Kalkofes letzte Worte
Das Leben aus der Steckdose

Die Japaner hatten irgendwie schon immer einen an der Waffel. Sie sprechen hibbeliger als ein Cassettenrecorder im Schnellrücklauf, essen lieber rohen Fisch als ein gut zerkochtes Schlemmerfilet und sind im Durchschnitt nicht größer als Peter Maffay. Ihre einzigen kulturellen Geschenke an die Welt waren Godzilla und der Mazda 323. Aber auch, wenn sie überall ungefragt ihre Schuhe ausziehen, Atomtests durchführen oder sich gegenseitig fotografieren - auf technischem Gebiet sind sie ungeschlagen.

Fernseher, Videorecorder, Kameras, Eierkocher... das alles war nur der Anfang! Denn jetzt ist es Frankenstein-San und seinen gelben Igors sogar gelungen, künstliches Leben zu erschaffen! Tamagotchi heißt die batteriebetriebene Kreatur, und sie ist ungefähr das gleiche wie ein elektronischer Hamster zum Mitnehmen. Ein kleines buntes Ei mit einem häßlich dahingekrakelten Computervieh, das durch Betätigen einiger Tasten gefüttert, geknuddelt oder den Hintern abgewischt bekommen muß. Wenn nicht, nibbelt es ab... oder pißt einem in die Jackentasche.

Kümmert man sich nicht um das Teil, wird es depressiv und später einmal ein drogensüchtiger Schwerverbrecher. Ich warte schon heute auf den Tag, an dem mich ein heruntergekommenes Tamagotchi am Bahnhof um eine Mark anbettelt... und dabei will es in Wahrheit doch nichts als einen Knopfdruck Liebe!

Glauben Sie mir - nicht mehr lange, und es wird die ersten lebenden Fernsehgeräte geben.

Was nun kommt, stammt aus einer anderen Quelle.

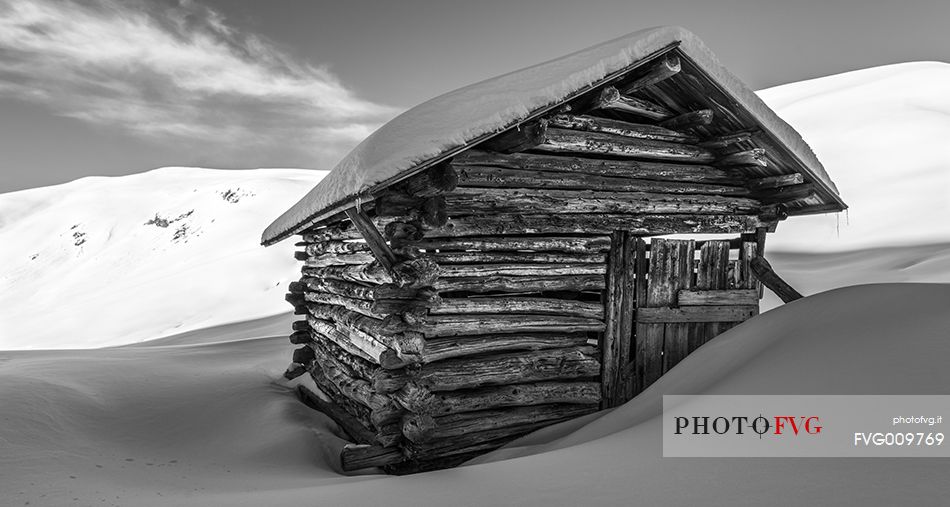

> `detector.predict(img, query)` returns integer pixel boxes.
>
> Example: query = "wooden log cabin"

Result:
[262,26,847,473]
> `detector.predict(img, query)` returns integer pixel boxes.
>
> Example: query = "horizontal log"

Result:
[311,346,403,426]
[308,368,402,447]
[396,380,601,415]
[430,297,603,319]
[392,214,766,238]
[429,251,606,264]
[299,277,375,300]
[289,330,310,344]
[619,54,681,95]
[677,289,760,306]
[454,165,750,196]
[481,119,548,153]
[547,114,697,144]
[305,292,382,319]
[308,303,425,356]
[308,331,377,379]
[404,426,537,461]
[754,183,817,204]
[747,173,804,191]
[593,86,674,120]
[535,128,716,163]
[341,444,406,471]
[659,109,714,130]
[441,187,760,215]
[308,316,386,365]
[373,345,600,393]
[411,235,611,253]
[402,403,597,443]
[304,241,370,256]
[435,274,605,293]
[403,160,458,197]
[438,262,605,278]
[636,305,758,323]
[452,150,741,184]
[698,131,754,149]
[303,251,377,268]
[374,194,447,228]
[421,314,605,337]
[716,148,767,167]
[303,258,439,288]
[420,333,591,364]
[292,320,310,332]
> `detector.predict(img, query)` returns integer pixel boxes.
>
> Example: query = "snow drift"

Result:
[0,167,326,349]
[1,283,947,506]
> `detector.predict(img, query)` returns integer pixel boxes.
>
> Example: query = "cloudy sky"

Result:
[1,0,948,193]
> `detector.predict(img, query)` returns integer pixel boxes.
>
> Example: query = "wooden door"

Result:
[602,236,762,408]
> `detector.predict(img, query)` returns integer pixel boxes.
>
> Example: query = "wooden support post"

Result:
[620,55,681,95]
[344,207,398,270]
[750,257,802,303]
[601,231,624,408]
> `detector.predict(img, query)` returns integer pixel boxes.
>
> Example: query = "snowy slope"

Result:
[760,62,950,251]
[0,167,326,350]
[1,283,947,506]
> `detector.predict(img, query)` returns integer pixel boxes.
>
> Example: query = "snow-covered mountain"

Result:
[0,167,326,349]
[760,61,950,251]
[2,62,949,350]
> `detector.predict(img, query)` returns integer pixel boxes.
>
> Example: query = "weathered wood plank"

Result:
[395,381,601,415]
[601,231,625,407]
[421,314,605,337]
[678,289,759,306]
[452,150,741,184]
[547,113,697,143]
[698,131,754,149]
[402,404,597,443]
[402,160,459,197]
[373,346,601,393]
[454,165,749,196]
[593,86,674,120]
[387,214,765,240]
[303,241,371,256]
[637,305,758,323]
[297,277,375,300]
[435,274,606,293]
[438,262,606,278]
[297,385,377,445]
[695,240,731,345]
[303,251,377,268]
[716,148,767,167]
[481,119,548,153]
[305,291,382,319]
[420,333,591,364]
[535,128,716,163]
[430,297,603,319]
[748,173,804,191]
[663,240,696,372]
[411,235,611,253]
[429,251,606,265]
[307,316,386,365]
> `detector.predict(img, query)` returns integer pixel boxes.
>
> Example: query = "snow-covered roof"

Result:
[262,25,842,246]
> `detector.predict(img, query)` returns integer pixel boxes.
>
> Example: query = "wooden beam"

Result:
[420,314,605,337]
[535,128,715,163]
[750,257,803,303]
[401,404,596,443]
[410,235,611,253]
[677,289,760,306]
[698,131,754,149]
[296,385,376,445]
[480,119,548,153]
[620,54,681,95]
[344,207,398,270]
[435,274,606,293]
[430,297,603,319]
[420,333,591,364]
[754,183,818,204]
[394,381,601,415]
[453,149,742,185]
[403,160,459,197]
[748,173,804,191]
[547,114,697,143]
[659,109,714,130]
[454,164,749,196]
[716,148,768,167]
[601,231,625,408]
[593,86,674,120]
[429,251,606,265]
[637,305,758,323]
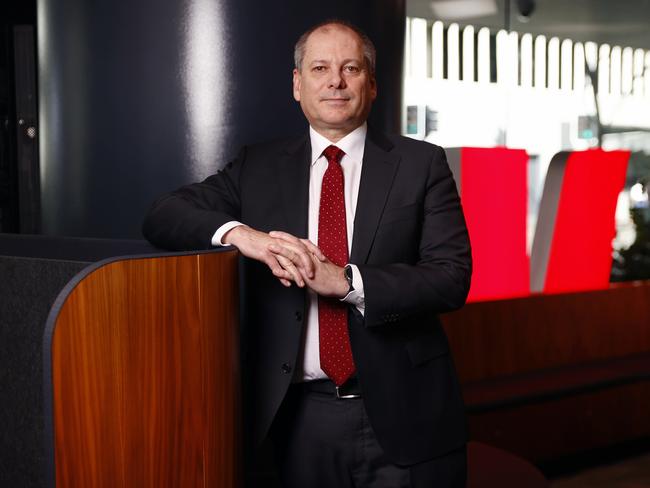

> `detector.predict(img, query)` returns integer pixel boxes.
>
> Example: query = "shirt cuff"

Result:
[341,264,365,316]
[211,221,244,247]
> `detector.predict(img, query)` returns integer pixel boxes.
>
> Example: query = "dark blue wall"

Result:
[38,0,405,238]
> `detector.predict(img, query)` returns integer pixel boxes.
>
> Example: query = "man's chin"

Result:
[319,114,357,128]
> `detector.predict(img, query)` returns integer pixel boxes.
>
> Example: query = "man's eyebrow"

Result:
[308,58,363,66]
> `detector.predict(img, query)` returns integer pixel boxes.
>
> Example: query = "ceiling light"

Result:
[430,0,498,20]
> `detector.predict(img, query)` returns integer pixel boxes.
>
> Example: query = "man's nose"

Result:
[328,70,346,89]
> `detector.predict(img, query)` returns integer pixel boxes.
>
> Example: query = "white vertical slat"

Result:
[561,39,573,90]
[573,43,585,93]
[534,35,547,88]
[404,18,412,77]
[584,42,598,73]
[432,21,444,80]
[610,46,622,96]
[633,49,645,96]
[621,47,633,95]
[520,33,533,88]
[496,29,508,84]
[645,52,650,98]
[447,23,460,81]
[598,44,610,95]
[410,18,428,79]
[477,27,490,84]
[462,25,475,82]
[509,31,519,86]
[548,37,560,90]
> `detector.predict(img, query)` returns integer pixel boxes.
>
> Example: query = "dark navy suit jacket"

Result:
[142,128,472,465]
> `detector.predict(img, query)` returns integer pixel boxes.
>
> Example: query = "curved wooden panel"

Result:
[49,251,240,487]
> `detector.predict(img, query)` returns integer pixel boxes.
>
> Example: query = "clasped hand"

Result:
[223,226,349,298]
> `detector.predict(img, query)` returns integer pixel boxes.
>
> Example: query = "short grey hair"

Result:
[294,19,376,76]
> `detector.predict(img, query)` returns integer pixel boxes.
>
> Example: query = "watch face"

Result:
[345,265,353,286]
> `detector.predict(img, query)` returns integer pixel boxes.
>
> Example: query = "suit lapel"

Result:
[350,129,400,264]
[277,134,311,238]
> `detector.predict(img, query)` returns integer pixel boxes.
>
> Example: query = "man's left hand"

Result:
[268,231,349,298]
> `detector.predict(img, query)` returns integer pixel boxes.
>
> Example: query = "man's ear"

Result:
[292,68,301,102]
[370,76,378,101]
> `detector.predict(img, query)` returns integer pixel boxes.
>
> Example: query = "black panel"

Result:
[0,233,156,260]
[0,257,87,488]
[13,25,40,234]
[0,1,37,234]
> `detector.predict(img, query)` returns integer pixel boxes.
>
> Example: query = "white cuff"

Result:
[211,221,244,246]
[341,264,365,316]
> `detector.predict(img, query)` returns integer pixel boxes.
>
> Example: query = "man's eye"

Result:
[313,66,326,72]
[344,65,360,73]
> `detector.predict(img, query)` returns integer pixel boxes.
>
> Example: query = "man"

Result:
[143,20,471,488]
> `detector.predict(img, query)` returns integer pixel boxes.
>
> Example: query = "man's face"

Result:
[293,25,377,140]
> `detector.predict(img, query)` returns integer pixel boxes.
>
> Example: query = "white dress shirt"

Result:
[211,124,367,381]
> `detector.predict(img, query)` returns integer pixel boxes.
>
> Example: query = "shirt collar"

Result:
[309,123,367,166]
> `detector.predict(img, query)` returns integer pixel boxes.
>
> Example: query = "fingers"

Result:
[264,256,293,283]
[274,254,305,287]
[232,228,328,287]
[269,230,302,243]
[272,268,292,287]
[260,250,305,287]
[267,235,315,278]
[268,243,311,281]
[269,230,327,263]
[264,256,300,288]
[299,238,327,262]
[226,227,302,286]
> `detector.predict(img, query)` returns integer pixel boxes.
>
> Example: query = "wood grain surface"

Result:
[50,251,240,487]
[442,282,650,383]
[442,281,650,461]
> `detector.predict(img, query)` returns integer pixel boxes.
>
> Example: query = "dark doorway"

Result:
[0,0,39,234]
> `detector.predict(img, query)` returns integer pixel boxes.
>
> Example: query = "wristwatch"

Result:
[344,264,354,294]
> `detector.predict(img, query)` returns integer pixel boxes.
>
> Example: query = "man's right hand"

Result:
[223,225,317,288]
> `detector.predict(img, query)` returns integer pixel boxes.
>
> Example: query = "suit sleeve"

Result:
[142,147,247,251]
[357,146,472,327]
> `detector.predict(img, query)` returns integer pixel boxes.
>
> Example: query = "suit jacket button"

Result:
[281,363,292,374]
[295,311,303,321]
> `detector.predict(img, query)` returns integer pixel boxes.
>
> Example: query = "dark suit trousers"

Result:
[269,383,467,488]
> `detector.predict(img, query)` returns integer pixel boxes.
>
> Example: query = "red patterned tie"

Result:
[318,145,356,386]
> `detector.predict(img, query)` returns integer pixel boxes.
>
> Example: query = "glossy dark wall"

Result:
[38,0,405,238]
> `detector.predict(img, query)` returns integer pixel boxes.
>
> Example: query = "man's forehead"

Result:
[303,24,363,57]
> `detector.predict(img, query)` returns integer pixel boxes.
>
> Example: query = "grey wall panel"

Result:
[38,0,405,238]
[445,147,462,196]
[530,152,569,292]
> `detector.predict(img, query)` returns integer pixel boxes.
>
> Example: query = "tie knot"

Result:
[323,145,345,165]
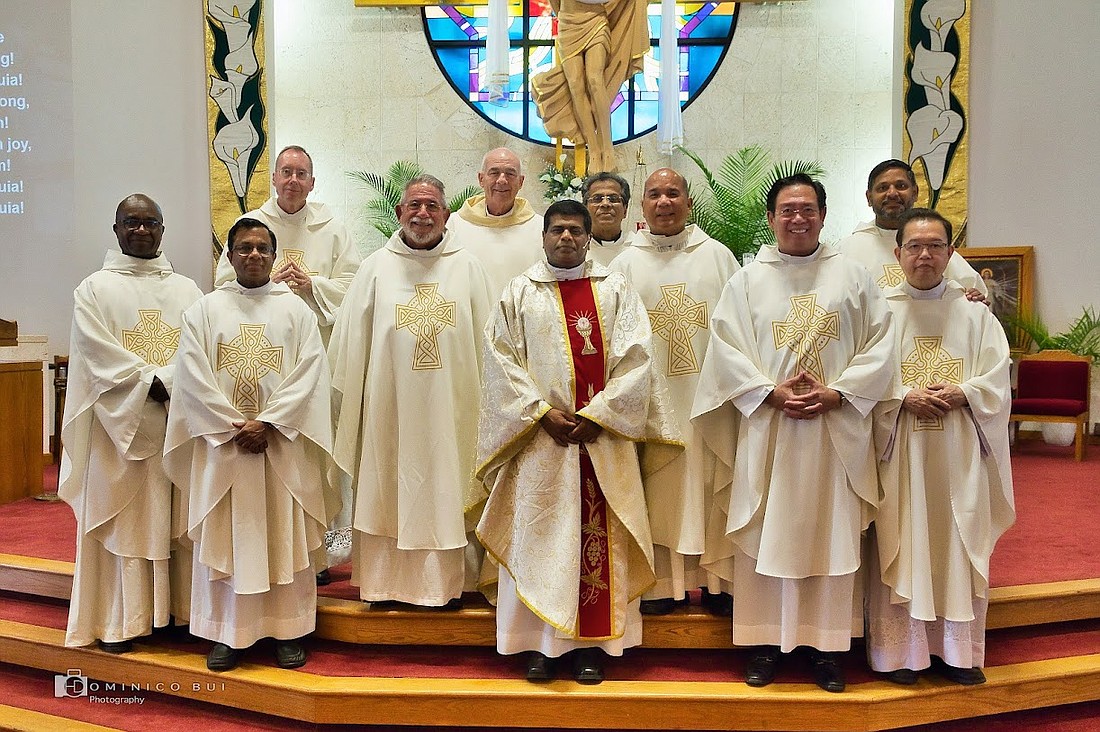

TV-Gotchi werden sie heißen, und ihre Sendungen werden sich nicht wie bisher lediglich von Einschaltquoten ernähren, sondern von der Zuwendung und der Zärtlichkeit der Zuschauer. Wenn wir in den Urlaub fahren, müssen wir den Fernseher mitnehmen oder an der Autobahnraststätte ausetzen. "Du hast wieder nicht Schreinemakers geguckt! Margarethe hat die ganze Nacht geweint!" wird eines morgens auf dem Bilschrim stehen. "Gib über Videotext ein, daß du sie liebhast!" Wir werden dann via Fernbedienung Hans Meiser füttern, Hera Lind loben, Vera wiegen, Koschwitz die Glatze streicheln, Arabella den Mund zuhalten und Dolly Buster befummeln müssen, wenn wir sie nicht auf dem Gewissen haben möchten. Sehen wir nicht genug fern, wird der Apparat verkümmern und nur noch Volksmusik-Shows abspielen, bis er wieder gut drauf ist. Und falls wir zu oft "Fliege" oder "Geliebte Schwestern" gucken, macht er endgültig Schluß und zieht sich selbst den Stecker raus. Bis dann - wir sehen uns auf dem Fernseh-Friedhof!